North Korea, which has suspended nuclear tests and missile launches, has been pressing for sanctions relief but has not taken meaningful steps toward denuclearization. Little progress has been made between the United States and North Korea despite obvious good will between Trump and Kim.
Trump, asked by reporters whether he was prepared to ease some sanctions on North Korea, said he and Moon were discussing “certain humanitarian things” and the possibility of South Korea helping the North with food.
Of sanctions, he said, “We could always increase them, but I didn’t want to do that at this time.”
Moon said he does not view the Hanoi, Vietnam summit, held in February, as a failure, but part of a longer “process” with the North.

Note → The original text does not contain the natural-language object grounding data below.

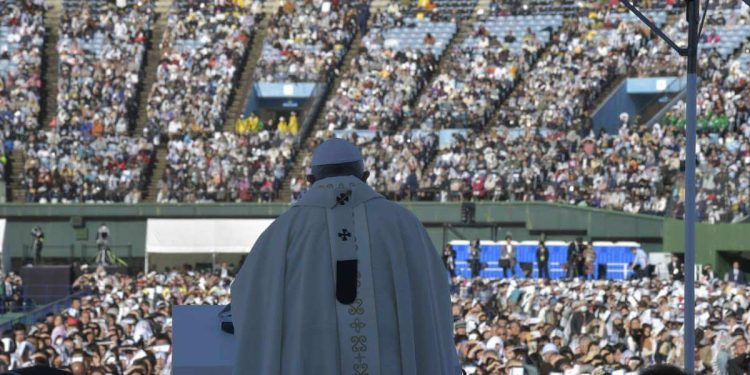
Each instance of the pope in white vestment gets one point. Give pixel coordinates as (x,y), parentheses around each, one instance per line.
(344,282)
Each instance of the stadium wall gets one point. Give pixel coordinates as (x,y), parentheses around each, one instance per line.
(70,230)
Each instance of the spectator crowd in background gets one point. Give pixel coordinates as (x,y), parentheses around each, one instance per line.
(119,325)
(21,42)
(520,102)
(123,324)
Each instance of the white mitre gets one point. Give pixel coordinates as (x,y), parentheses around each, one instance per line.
(335,151)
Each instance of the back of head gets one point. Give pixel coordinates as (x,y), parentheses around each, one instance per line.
(336,157)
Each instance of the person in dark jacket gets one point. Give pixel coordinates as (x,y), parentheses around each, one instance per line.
(676,269)
(542,260)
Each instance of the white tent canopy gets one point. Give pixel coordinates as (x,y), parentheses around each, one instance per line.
(192,236)
(189,237)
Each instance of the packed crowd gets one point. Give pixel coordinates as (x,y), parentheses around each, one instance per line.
(21,41)
(479,74)
(227,167)
(102,49)
(723,111)
(123,325)
(305,41)
(202,49)
(627,171)
(78,167)
(597,327)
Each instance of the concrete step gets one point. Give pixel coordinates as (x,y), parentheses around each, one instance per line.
(153,56)
(245,73)
(50,62)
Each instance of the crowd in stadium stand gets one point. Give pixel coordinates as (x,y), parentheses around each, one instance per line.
(724,141)
(81,168)
(381,81)
(477,77)
(306,40)
(202,48)
(596,327)
(21,41)
(101,51)
(227,167)
(625,172)
(123,325)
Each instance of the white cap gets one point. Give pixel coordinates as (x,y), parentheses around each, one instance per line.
(335,151)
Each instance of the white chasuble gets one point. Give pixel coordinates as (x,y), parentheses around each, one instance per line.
(342,241)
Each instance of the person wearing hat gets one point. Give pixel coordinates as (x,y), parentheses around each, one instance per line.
(736,275)
(336,281)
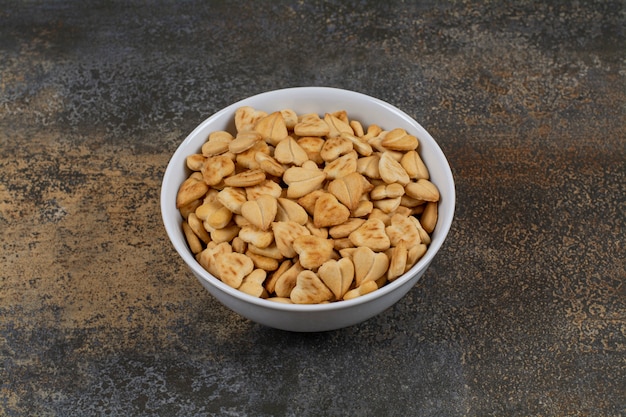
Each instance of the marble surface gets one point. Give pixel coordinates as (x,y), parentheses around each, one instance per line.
(522,313)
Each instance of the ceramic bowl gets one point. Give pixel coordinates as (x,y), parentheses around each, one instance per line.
(318,317)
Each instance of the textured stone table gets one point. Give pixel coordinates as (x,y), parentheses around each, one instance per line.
(522,313)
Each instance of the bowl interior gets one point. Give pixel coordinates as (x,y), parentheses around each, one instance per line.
(367,110)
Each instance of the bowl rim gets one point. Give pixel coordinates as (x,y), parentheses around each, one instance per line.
(443,226)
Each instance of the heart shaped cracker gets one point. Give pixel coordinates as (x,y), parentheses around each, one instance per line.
(363,148)
(335,147)
(402,229)
(399,140)
(270,165)
(232,198)
(343,230)
(272,128)
(311,125)
(290,210)
(341,166)
(255,236)
(422,190)
(268,187)
(233,267)
(247,159)
(312,145)
(288,151)
(208,257)
(302,181)
(414,166)
(371,234)
(391,171)
(329,211)
(214,215)
(369,166)
(310,289)
(217,143)
(368,265)
(313,251)
(244,141)
(260,212)
(246,117)
(246,178)
(284,235)
(348,189)
(216,168)
(366,288)
(336,125)
(337,275)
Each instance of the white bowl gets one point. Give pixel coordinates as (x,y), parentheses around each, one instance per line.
(318,317)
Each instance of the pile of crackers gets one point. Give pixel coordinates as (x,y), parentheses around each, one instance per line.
(307,209)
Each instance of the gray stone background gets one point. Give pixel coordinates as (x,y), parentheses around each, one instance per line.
(522,313)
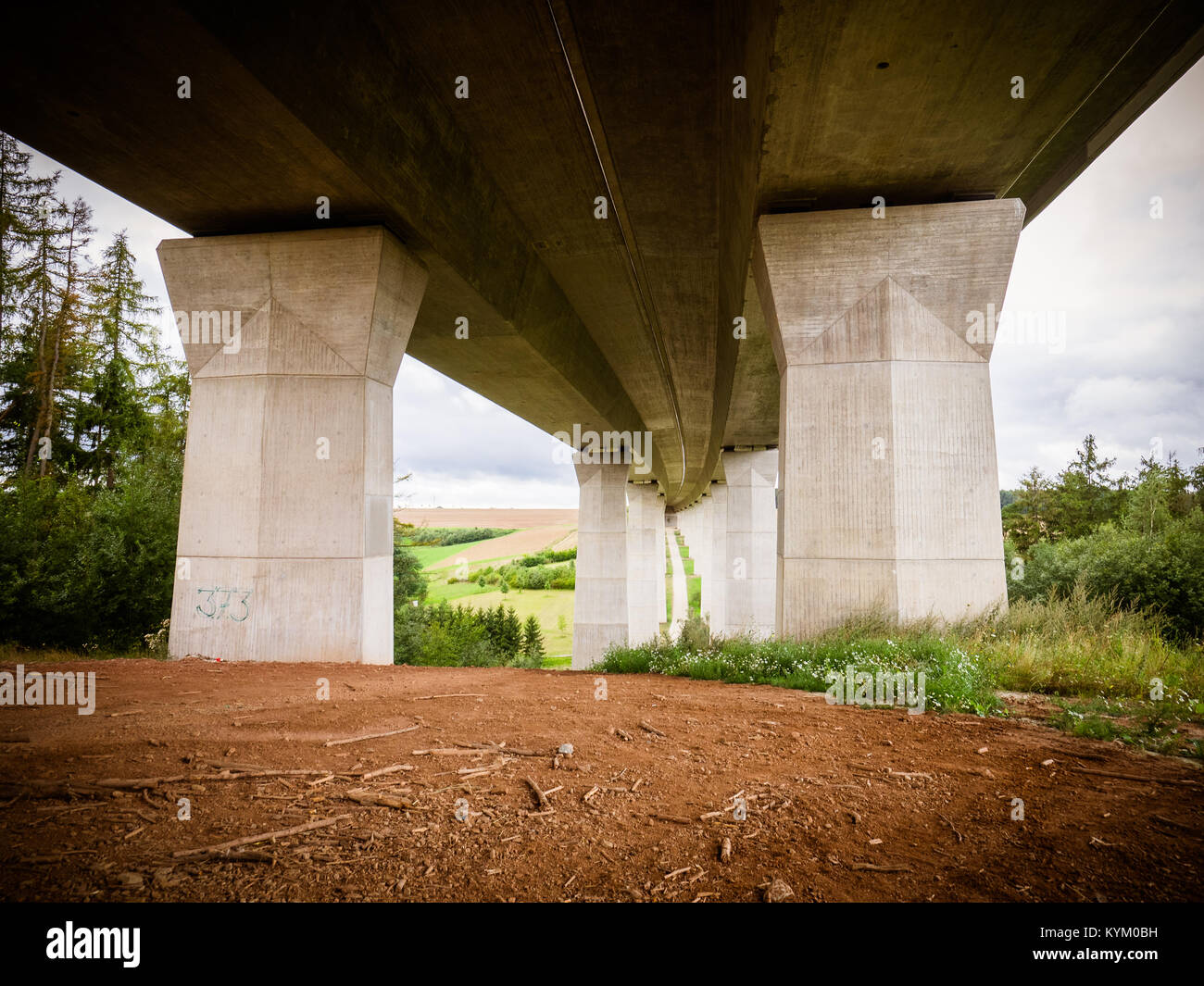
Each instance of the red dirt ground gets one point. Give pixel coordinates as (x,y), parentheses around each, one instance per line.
(831,791)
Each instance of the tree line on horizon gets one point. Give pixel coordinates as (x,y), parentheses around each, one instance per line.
(1138,541)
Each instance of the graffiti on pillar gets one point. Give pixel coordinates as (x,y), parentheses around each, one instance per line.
(218,602)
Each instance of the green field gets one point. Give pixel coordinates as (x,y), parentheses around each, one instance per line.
(432,554)
(552,607)
(546,605)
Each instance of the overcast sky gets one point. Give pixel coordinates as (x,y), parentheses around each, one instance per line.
(1130,369)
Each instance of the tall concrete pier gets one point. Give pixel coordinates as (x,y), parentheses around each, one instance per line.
(285,521)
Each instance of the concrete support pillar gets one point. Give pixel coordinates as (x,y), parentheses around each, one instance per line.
(646,562)
(751,542)
(702,566)
(600,604)
(718,568)
(890,496)
(285,521)
(661,564)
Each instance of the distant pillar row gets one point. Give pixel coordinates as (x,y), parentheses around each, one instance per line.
(751,571)
(887,462)
(285,518)
(718,571)
(661,564)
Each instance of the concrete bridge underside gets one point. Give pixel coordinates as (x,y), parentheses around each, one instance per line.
(832,452)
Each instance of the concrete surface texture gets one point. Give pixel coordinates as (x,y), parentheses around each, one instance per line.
(718,569)
(661,564)
(600,602)
(681,592)
(646,562)
(285,531)
(887,464)
(751,568)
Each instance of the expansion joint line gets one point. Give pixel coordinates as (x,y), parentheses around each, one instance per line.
(639,280)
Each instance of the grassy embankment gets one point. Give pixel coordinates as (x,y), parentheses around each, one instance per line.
(1100,665)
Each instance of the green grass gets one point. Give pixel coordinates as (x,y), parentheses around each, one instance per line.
(430,555)
(553,607)
(1102,658)
(16,654)
(441,592)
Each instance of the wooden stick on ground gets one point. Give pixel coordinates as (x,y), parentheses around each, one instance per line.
(1131,777)
(374,800)
(370,736)
(542,798)
(384,770)
(264,837)
(877,868)
(453,694)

Moon said he agrees with Trump on the “ultimate goal” of total denuclearization by North Korea.
“The important task that we face right now is to maintain the momentum of dialogue and also express the positive outlook regarding the third U.S.-North Korea summit to the international community, that this will be held in the near future,” Moon said.
Moon arrived in Washington late on Wednesday and held talks with U.S. Secretary of State Mike Pompeo, Trump’s national security adviser John Bolton and Vice President Mike Pence before moving on to the White House.

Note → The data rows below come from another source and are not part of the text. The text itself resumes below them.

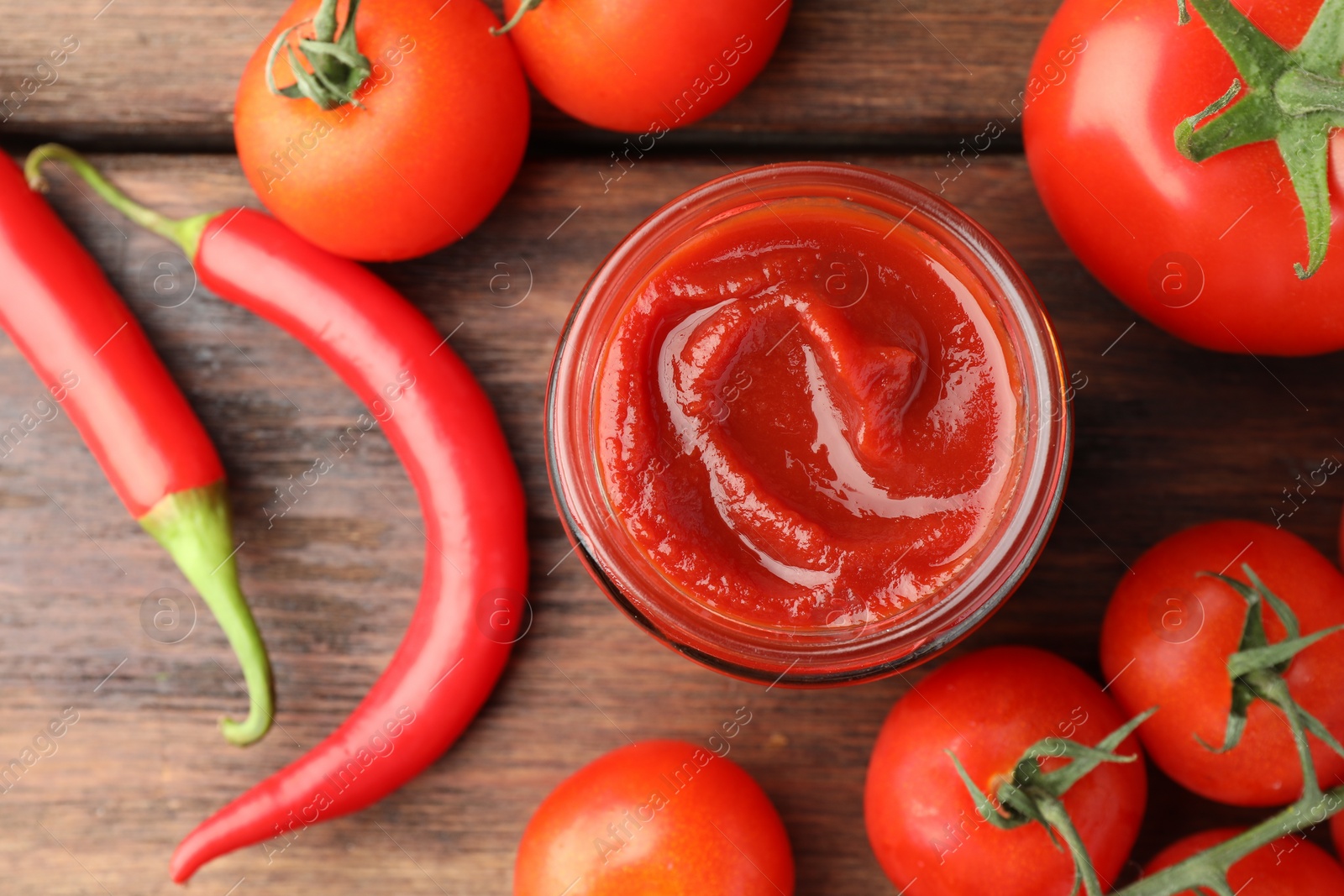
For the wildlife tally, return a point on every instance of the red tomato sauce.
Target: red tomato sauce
(808, 416)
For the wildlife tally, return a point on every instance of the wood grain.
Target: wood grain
(156, 74)
(1168, 436)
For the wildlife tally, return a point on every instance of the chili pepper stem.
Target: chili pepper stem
(195, 527)
(523, 8)
(185, 231)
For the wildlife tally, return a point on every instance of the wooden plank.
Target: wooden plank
(154, 73)
(1168, 436)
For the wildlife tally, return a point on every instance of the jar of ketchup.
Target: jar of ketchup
(808, 425)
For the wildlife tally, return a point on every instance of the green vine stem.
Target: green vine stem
(523, 8)
(335, 67)
(1294, 97)
(1256, 672)
(1034, 795)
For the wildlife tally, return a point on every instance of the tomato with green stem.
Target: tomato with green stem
(658, 819)
(644, 66)
(1227, 627)
(1288, 867)
(382, 130)
(1189, 165)
(992, 741)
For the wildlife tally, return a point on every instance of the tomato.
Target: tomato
(658, 819)
(645, 66)
(436, 143)
(987, 708)
(1288, 867)
(1167, 637)
(1205, 250)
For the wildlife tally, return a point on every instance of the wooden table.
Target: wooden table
(1168, 436)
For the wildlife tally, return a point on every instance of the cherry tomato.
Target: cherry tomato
(1205, 250)
(1167, 637)
(658, 819)
(1288, 867)
(437, 139)
(988, 708)
(645, 66)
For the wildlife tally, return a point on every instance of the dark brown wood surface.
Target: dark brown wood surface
(1168, 436)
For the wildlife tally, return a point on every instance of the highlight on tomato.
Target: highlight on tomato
(1008, 766)
(1288, 867)
(382, 130)
(1230, 627)
(658, 819)
(644, 66)
(1183, 152)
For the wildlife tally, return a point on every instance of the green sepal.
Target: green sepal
(1292, 97)
(338, 69)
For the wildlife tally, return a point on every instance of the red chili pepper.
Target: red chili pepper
(94, 359)
(443, 426)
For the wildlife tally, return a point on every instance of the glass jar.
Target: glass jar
(786, 654)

Ahead of his trip, aides to Moon stressed the need to revive U.S.-North Korea talks as soon as possible after a second summit between Trump and Kim collapsed in Hanoi on Feb. 28.
Moon has put his political reputation on the line in encouraging negotiations between the United States and North Korea aimed at persuading Kim to give up a nuclear weapons program that now threatens the United States.

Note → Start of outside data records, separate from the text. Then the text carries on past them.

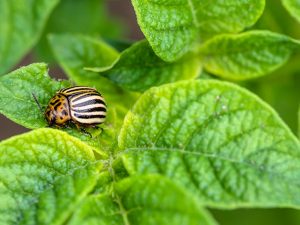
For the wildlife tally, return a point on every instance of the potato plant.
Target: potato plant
(202, 113)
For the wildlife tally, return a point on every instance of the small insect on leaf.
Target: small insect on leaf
(80, 105)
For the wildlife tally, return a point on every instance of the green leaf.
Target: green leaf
(299, 122)
(21, 24)
(56, 205)
(142, 200)
(215, 139)
(138, 68)
(80, 16)
(247, 55)
(74, 52)
(17, 87)
(293, 7)
(174, 27)
(31, 163)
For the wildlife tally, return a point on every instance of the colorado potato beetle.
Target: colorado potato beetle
(83, 106)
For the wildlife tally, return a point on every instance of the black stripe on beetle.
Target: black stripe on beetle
(65, 107)
(89, 102)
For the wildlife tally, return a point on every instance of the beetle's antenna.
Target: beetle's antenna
(37, 102)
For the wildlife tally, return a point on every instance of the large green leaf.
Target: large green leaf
(138, 68)
(174, 27)
(21, 24)
(215, 139)
(56, 204)
(31, 163)
(16, 99)
(293, 7)
(142, 200)
(247, 55)
(17, 102)
(80, 16)
(75, 52)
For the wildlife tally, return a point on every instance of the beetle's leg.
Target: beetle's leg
(85, 132)
(96, 127)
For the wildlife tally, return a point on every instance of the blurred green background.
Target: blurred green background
(114, 20)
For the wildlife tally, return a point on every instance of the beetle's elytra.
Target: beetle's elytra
(84, 106)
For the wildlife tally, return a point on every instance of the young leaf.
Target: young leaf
(299, 122)
(215, 139)
(80, 16)
(74, 52)
(17, 89)
(247, 55)
(293, 7)
(56, 204)
(21, 24)
(174, 27)
(138, 68)
(142, 200)
(30, 164)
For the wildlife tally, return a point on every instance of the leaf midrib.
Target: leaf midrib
(214, 156)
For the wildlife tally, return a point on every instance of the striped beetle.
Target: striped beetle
(83, 106)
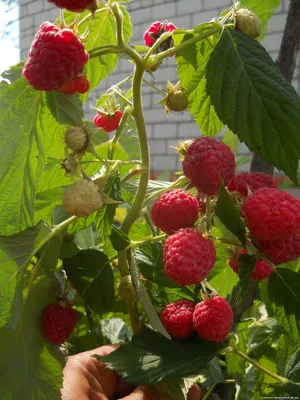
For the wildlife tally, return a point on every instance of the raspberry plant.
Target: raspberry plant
(109, 264)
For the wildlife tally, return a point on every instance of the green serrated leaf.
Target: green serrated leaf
(263, 9)
(256, 102)
(246, 267)
(292, 368)
(65, 109)
(105, 216)
(30, 367)
(283, 291)
(91, 275)
(191, 67)
(151, 358)
(15, 253)
(230, 216)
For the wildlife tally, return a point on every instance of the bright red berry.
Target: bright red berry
(75, 5)
(175, 209)
(262, 269)
(177, 318)
(108, 123)
(188, 257)
(207, 164)
(58, 322)
(56, 56)
(213, 319)
(254, 181)
(272, 214)
(282, 250)
(155, 31)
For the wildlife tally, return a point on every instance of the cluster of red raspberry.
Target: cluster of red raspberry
(272, 217)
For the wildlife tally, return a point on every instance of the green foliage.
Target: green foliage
(160, 357)
(244, 83)
(191, 68)
(30, 367)
(91, 275)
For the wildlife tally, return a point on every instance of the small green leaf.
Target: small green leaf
(91, 275)
(15, 253)
(292, 388)
(152, 358)
(254, 100)
(66, 109)
(283, 291)
(246, 267)
(105, 217)
(230, 216)
(292, 368)
(191, 67)
(118, 239)
(30, 367)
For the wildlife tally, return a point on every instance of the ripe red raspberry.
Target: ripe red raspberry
(108, 123)
(75, 5)
(213, 319)
(175, 209)
(207, 163)
(79, 84)
(272, 214)
(282, 250)
(188, 257)
(155, 31)
(58, 322)
(177, 318)
(56, 56)
(262, 269)
(254, 181)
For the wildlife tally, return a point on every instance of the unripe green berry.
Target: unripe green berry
(77, 138)
(248, 23)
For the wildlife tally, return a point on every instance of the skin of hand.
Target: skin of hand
(86, 378)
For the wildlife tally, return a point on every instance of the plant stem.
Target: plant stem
(135, 210)
(155, 88)
(257, 365)
(153, 60)
(116, 138)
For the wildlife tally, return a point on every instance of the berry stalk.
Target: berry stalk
(278, 378)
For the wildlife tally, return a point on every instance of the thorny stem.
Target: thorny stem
(135, 210)
(278, 378)
(155, 88)
(127, 112)
(153, 60)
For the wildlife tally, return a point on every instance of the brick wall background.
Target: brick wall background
(183, 13)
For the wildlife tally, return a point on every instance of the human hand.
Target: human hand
(86, 378)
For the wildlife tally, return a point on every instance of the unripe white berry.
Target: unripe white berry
(248, 23)
(77, 138)
(82, 198)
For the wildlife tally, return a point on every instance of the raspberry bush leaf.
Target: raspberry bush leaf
(193, 82)
(230, 216)
(34, 364)
(283, 292)
(91, 275)
(66, 109)
(15, 253)
(263, 9)
(256, 102)
(161, 358)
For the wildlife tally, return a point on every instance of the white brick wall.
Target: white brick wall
(183, 13)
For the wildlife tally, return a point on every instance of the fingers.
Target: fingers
(145, 393)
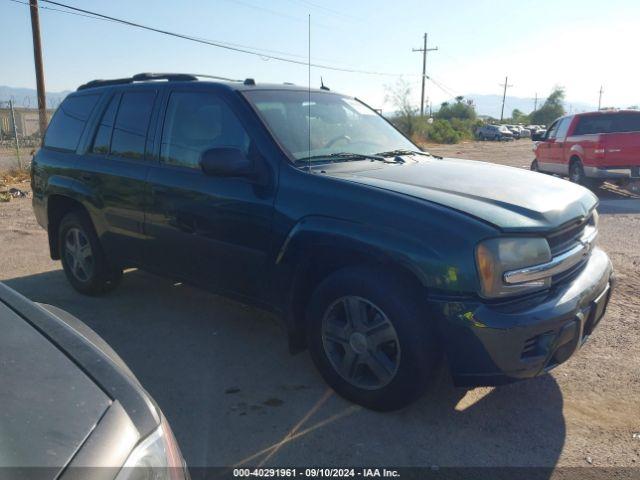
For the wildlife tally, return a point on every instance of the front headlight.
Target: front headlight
(157, 457)
(496, 256)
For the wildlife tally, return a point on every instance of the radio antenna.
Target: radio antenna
(309, 100)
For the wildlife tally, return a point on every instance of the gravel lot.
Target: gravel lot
(223, 376)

He has stressed the need to offer North Korea concessions to encourage negotiations, but Washington appears to have hardened its position against a phased approach sought by Pyongyang in which gradual steps would be rewarded with relief from punishing sanctions.
Trump said he was open to a step-by-step approach but would need to see the details.
“There are various smaller deals that maybe could happen. Things could happen. You could work out, step by step, pieces. But at this moment, we’re talking about the big deal. The big deal is we have to get rid of the nuclear weapons,” he said.
The Hanoi meeting collapsed amid conflicting demands by North Korea for sanctions relief and U.S. insistence on its complete denuclearization.
On Thursday, North Korean state media said Kim had told a meeting of the ruling Workers’ Party of Korea on Wednesday that he would push forward with efforts to make the economy more self sufficient “so as to deal a telling blow to the hostile forces who go with bloodshot eyes miscalculating that sanctions can bring (North Korea) to its knees.”
Last month, a senior North Korean official warned that Kim might rethink a moratorium on missile launches and nuclear tests in place since 2017 unless Washington makes concessions such as easing economic sanctions.
North Korea’s state media said on Wednesday that Kim had chaired a politburo meeting on Tuesday to discuss ways to make progress under the “prevailing tense situation.”
Pompeo said last week he was “confident” there would be a third summit between Trump and Kim and that while he did not have a timetable, he hoped it would be soon.
Kim and Moon met three times last year and Kim promised to visit South Korea in return for the South Korean leader’s visit to Pyongyang in September. Analysts say a fourth Kim-Moon meeting could help toward another meeting between Kim and Trump.
Moon’s top nuclear envoy Lee Do-hoon said on Friday that sanctions were necessary to deter North Korea from “making bad decisions” but could not solve all unresolved problems.
At a Senate hearing on Wednesday, Pompeo stressed that “core” U.N. sanctions would have to remain until North Korea’s complete denuclearization, but reiterated past statements that some easing might be possible if it took significant steps.